Updated

A quarter-century has passed since the nation’s first charter-school law was enacted in Minnesota, leading to arguably the most fundamental shift in public education in my lifetime.

Across the 42 states that now have charter-school laws, access to a quality education is no longer determined by the neighborhood in which a student lives. Families in these states have grown accustomed to competition and choice in the K-12 education marketplace. For nearly three million charter school students and their families, there is no going back.

Just as critical, the 6,700 individual charter schools that have opened nationwide are serving as incubators of the most forward-thinking leaders in public education. In my home state of Arizona, families may choose from 556 public charter schools – including those that specialize in STEM instruction, the arts, college-prep, online instruction and more.

That is what happens when school leaders are freed from traditional education bureaucracy. It’s the essence of local control.

That’s why the Every Student Succeeds Act, which was enacted at the end of last year, is so monumental. Not only does this bipartisan measure return power over public education to where it rightfully belongs – the states – it also includes a provision I offered that prioritizes federal education tax dollars to expand student access to the highest-performing public charter, magnet and district schools.

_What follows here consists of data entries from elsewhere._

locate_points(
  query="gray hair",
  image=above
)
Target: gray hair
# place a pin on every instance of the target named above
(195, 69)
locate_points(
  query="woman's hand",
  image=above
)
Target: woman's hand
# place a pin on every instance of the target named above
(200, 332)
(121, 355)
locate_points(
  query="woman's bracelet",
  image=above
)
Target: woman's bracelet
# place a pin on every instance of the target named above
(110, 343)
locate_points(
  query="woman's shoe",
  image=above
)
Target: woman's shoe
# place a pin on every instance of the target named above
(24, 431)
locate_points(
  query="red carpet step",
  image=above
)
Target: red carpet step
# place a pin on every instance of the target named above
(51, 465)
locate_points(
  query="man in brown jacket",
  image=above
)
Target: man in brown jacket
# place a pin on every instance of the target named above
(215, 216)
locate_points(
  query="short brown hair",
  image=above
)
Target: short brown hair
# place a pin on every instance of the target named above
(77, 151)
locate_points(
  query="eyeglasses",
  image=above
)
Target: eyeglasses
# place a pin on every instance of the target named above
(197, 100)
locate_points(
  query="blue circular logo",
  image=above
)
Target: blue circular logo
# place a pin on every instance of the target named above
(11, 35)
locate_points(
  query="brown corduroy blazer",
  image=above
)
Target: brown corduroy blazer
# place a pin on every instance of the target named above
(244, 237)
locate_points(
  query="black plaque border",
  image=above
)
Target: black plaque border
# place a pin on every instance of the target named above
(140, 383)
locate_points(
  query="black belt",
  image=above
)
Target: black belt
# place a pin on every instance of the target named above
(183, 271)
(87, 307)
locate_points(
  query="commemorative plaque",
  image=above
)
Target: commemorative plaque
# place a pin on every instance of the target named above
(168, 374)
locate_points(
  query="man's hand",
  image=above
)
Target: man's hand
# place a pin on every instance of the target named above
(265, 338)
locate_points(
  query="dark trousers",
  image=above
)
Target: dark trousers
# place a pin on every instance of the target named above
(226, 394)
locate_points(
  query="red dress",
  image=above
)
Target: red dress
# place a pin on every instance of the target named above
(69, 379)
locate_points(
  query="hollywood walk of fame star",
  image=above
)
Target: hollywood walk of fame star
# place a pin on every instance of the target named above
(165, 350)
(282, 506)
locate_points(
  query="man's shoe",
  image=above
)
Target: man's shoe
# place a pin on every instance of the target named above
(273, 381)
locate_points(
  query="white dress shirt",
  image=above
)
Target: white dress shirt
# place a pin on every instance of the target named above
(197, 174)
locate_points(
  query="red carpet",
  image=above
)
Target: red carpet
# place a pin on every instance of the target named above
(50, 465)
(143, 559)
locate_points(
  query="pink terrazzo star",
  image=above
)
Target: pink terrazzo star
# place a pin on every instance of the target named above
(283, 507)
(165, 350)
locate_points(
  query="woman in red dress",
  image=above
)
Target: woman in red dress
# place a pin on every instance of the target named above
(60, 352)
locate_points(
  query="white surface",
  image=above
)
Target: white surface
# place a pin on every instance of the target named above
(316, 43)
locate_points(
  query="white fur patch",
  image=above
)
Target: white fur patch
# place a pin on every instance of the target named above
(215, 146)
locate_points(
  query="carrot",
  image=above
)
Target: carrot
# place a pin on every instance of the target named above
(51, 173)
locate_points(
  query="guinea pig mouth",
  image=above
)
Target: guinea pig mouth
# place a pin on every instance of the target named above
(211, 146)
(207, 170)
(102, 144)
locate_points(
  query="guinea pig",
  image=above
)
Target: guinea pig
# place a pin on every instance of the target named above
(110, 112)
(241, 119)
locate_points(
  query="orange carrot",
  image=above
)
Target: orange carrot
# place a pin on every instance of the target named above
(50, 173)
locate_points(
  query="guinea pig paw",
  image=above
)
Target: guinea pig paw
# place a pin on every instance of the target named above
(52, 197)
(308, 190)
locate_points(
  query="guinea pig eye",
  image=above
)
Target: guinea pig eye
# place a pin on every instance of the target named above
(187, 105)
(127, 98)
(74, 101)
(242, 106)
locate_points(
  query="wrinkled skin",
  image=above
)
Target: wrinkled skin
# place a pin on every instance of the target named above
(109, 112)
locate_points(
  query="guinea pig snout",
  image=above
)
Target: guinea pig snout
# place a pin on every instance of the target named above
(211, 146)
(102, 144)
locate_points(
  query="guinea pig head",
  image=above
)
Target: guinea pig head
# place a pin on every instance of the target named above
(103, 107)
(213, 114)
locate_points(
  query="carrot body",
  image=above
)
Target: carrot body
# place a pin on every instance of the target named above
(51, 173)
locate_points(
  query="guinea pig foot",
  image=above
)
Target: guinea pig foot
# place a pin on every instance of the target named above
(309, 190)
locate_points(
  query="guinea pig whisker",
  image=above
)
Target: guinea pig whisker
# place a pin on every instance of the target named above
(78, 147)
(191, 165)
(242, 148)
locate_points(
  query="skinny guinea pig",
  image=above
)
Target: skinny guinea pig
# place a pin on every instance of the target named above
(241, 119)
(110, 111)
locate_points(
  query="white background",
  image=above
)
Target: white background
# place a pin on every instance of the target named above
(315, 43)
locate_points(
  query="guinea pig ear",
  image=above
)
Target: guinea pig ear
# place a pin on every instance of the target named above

Currently, the lack of additional capacity keeps an estimated one million students nationwide locked out of the charter school of their choice. I’m confident the Every Student Succeeds Act will begin to address this enrollment bottleneck.

Of course, educational performance is the best indicator of success, and research shows that students are best served when teachers, parents and schools have control over education – not Washington bureaucrats.

The latest round of data from the National Assessment of Educational Progress shows nationally that scores were flat or declining in reading and math. But Arizona charter schools bucked the trend, with charter students achieving a marked improvement.

In fact, if Arizona’s 170,000 public charter school students were measured as an individual state, that state would have ranked 2nd nationally for both eighth-grade math and reading, according to the non-partisan Center for Student Achievement. Arizona’s fourth grade charter school students did nearly as well, ranking 5th nationally in math and 7th in reading.

The emphasis in Arizona is now on replicating and expanding those schools that have discovered a winning formula, and more aggressive monitoring of overall school performance. Failing charter schools should be closed. No excuses.

The result of these combined actions is undeniable. Nearly one-third of all Arizona public schools are now charters, and charter students – as a whole – are performing on-par or better than their peers in upper-crust, northeastern states, including Massachusetts, New Hampshire, New Jersey and Vermont.

This is what is possible when decisions about our children’s education are kept local, innovation is rewarded and school leaders are empowered.

Twenty-five years later, these principles remain at the heart of a charter and school choice movement that is remaking K-12 education in Arizona and nationwide. Our children are the beneficiaries.